September 30, 2012 By: John Kindley Category: Uncategorized

Prompted by the example of Bad Quaker Dot Com and the suggestion of @landfillpoet, I present below a list of my own sometimes peculiar definitions of words commonly used on this site, which I intend to elaborate upon in the near future and occasionally revise:

AGORIST: One who participates in the underground economy and thereby undermines the State, whether or not he does so with the revolutionary goals of Agorism in mind.

ANARCH: “The anarchist is the antagonist of the monarch, whom he dreams of wiping out. He gets the man and consolidates the succession. The -ism suffix has a restrictive meaning; it emphasizes the will at the expense of the substance. . . . The positive counterpart of the anarchist is the anarch. The latter is not the adversary of the monarch, but his antipode, untouched by him though also dangerous. . . . After all, the monarch wants to rule many, nay, all people; the anarch, only himself.” (Ernst Juenger)

ANARCHY: ​Rulerlessness. See, e.g., John Hasnas, The Depoliticization of Law.

CAPITALISM: ​”That economic condition in which there is a class of capitalists, roughly recognizable and relatively small, in whose possession so much of the capital is concentrated as to necessitate a very large majority of the citizens serving those capitalists for a wage.” (G.K. Chesterton)

CONSERVATISM: “a habit of mind which does not generalize beyond the facts of the case in point. It considers those facts carefully, makes sure that as far as possible it has them all in hand, and the course of action which the balance of fact in that case indicates as necessary will be the one it follows; and the course indicated as unnecessary it not only will not follow, but will oppose without compromise or concession.” (Albert Jay Nock)

COMMUNALISM: “a theory or system of government in which virtually autonomous local communities are loosely bound in a federation.” (Murray Bookchin)

GOVERNMENT: The art and process of securing unalienable rights.
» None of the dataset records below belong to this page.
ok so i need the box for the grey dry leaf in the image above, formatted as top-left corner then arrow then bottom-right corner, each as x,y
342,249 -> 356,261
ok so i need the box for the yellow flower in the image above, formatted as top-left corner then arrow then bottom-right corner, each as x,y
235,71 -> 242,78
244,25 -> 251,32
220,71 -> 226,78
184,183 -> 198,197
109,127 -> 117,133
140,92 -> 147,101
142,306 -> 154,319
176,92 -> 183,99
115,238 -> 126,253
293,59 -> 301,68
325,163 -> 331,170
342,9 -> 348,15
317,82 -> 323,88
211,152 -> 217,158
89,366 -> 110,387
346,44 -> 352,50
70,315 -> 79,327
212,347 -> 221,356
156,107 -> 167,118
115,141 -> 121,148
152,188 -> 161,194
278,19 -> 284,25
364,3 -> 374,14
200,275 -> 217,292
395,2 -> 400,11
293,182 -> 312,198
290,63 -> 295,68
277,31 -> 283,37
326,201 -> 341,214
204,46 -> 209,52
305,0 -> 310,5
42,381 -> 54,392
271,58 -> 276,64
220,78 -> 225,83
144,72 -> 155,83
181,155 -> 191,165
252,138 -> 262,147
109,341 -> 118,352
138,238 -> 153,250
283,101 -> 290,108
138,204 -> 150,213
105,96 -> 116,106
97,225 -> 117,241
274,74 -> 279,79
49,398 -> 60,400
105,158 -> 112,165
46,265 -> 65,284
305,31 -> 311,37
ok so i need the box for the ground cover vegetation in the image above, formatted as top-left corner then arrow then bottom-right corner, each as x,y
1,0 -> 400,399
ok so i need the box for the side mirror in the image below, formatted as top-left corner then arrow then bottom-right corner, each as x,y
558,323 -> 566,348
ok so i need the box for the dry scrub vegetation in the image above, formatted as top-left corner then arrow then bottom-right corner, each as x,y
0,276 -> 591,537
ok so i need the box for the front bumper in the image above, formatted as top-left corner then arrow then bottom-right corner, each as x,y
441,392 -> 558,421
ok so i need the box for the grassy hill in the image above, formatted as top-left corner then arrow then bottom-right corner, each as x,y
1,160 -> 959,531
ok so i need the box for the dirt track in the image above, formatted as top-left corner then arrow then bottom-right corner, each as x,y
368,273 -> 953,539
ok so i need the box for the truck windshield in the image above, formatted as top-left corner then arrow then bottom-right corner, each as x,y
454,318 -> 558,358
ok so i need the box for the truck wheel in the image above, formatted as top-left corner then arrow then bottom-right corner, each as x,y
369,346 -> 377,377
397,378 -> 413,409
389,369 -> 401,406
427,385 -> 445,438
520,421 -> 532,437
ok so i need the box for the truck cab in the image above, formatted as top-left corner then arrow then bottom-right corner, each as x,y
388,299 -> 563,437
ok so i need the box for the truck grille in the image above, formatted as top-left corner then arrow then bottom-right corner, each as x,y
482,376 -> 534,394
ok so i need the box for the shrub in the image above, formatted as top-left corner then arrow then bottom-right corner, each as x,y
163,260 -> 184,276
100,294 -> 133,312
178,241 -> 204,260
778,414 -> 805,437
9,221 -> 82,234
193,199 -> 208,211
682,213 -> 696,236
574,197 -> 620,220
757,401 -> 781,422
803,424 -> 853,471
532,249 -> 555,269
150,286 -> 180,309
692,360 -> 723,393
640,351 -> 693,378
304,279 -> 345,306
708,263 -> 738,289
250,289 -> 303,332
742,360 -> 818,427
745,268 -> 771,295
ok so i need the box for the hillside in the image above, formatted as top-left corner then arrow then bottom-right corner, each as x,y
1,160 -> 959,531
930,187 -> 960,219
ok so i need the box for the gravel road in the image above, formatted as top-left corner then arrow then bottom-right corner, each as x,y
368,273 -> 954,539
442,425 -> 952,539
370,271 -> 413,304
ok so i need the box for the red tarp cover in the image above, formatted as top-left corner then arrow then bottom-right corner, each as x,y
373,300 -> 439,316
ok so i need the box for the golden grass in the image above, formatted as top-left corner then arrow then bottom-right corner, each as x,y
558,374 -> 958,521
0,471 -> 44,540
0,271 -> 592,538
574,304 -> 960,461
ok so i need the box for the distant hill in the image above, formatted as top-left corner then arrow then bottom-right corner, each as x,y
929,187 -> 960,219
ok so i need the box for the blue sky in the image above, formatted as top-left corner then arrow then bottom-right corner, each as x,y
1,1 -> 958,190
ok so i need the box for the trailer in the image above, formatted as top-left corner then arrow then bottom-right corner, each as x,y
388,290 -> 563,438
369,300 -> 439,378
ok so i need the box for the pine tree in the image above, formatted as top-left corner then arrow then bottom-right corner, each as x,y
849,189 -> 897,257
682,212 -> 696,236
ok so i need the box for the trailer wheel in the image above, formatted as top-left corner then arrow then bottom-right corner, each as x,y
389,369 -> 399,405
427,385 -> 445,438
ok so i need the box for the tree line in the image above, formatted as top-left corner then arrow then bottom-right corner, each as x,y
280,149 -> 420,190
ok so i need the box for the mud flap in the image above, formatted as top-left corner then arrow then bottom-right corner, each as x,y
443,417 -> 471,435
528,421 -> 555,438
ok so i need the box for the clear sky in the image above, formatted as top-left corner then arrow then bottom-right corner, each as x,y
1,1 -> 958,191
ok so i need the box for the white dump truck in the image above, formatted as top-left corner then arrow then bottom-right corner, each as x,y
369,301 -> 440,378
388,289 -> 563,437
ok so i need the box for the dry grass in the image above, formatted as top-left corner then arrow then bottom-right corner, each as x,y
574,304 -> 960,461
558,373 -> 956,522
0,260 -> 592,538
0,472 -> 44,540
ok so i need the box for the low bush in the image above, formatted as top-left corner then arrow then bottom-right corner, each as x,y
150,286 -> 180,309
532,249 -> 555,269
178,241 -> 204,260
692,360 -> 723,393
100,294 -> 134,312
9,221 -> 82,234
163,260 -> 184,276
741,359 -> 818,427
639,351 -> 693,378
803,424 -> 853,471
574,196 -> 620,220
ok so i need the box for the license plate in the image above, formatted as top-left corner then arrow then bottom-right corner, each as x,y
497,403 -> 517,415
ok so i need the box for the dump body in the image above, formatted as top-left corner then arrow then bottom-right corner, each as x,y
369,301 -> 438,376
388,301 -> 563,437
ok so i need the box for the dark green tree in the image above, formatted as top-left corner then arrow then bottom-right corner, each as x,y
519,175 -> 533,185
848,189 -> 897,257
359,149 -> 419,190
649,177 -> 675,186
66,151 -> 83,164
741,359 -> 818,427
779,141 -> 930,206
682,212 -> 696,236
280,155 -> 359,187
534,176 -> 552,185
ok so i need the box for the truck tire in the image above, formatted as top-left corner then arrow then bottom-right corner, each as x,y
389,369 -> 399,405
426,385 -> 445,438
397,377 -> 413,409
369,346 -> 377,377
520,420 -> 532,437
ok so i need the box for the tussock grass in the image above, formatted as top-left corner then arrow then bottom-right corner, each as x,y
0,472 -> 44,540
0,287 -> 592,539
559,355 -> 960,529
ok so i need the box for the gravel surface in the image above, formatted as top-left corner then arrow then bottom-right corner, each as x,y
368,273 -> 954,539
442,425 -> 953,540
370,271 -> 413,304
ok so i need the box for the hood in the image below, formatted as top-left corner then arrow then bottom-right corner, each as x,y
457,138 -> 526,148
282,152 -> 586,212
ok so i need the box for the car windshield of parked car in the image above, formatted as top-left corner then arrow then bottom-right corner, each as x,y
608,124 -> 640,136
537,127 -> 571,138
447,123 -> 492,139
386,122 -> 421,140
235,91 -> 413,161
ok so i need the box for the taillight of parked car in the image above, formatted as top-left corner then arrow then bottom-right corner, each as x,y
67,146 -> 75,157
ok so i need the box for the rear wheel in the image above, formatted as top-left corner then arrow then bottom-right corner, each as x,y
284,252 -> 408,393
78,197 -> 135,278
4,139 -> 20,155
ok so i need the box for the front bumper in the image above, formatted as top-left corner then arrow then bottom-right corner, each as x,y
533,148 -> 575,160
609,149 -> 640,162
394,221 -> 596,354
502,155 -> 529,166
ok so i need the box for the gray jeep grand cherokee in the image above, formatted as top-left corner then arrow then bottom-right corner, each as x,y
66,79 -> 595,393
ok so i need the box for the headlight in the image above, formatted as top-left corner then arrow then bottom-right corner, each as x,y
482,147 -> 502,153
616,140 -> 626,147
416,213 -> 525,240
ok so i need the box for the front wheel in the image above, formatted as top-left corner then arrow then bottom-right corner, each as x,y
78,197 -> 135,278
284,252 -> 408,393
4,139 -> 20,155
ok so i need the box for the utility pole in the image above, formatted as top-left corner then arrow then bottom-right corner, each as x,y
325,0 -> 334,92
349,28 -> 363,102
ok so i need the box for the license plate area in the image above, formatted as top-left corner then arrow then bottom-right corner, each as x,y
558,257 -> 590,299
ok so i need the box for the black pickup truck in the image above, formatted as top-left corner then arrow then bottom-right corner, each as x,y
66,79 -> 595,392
Governing is therefore the antipode of politicking / law-making / legislating / ruling. Government is force, and therefore derives its powers from the consent of the governing rather than the governed. An equal right to land is among the unalienable rights with which all people are endowed, and therefore securing this right by means of a Single “Tax” on the unimproved value of land is a just power of government.

JESUITE: One who adheres to the ethical and spiritual teachings of Jesus of Nazareth, but who does not profess to know or “believe” as Christians do that Jesus was the Christ or uniquely God Incarnate. Cf. Jesuism. See also William Law and Leo Tolstoy. However, like Thomas the Apostle, the Jesuite while skeptical is open to future revelations and correction, and so may be called a Doubting Thomist. The Jesuite like the Jesuit is partial to casuistry, though not to the moral laxity it has been reputed to excuse.

JUSTICE: ​The absence of crime. Vices are not crimes. “Crimes are those acts by which one man harms [and intends to harm] the person or property of another.” (Lysander Spooner) Punishments are objectively crimes and are only just insofar as they prevent or somehow undo crimes.

LEFT: ​”[T]he side of politics and economics that opposes the concentration of power and wealth and, instead, advocates and works toward the distribution of power into the maximum number of hands.” ​(Karl Hess)

LIBERTARIANISM: The limitation of governing to the necessary; implemented procedurally by the Presumption of Liberty, the Presumption of Innocence, and the Rule of Lenity.

RADICAL: Preferring a root-account of things. The antithesis of superficial. (Albert Jay Nock)

RIGHT: ​The side of politics and economics that supports the concentration of power. ​(Karl Hess)

STATE: “the name of the coldest of all cold monsters.” (Nietzsche, The New Idol) As war is the extension of politics by other means, the State is the continuation of conquest by other means. While government’s defining purpose is to secure unalienable rights, the State’s defining purpose is to violate them to benefit the ruler and/or the ruling class. In fact, the State is nothing more than a fraud perpetrated by the rulers to convince the ruled that the rulers have the right to rule. In fact, ruling is itself the greatest of crimes, and defines the State.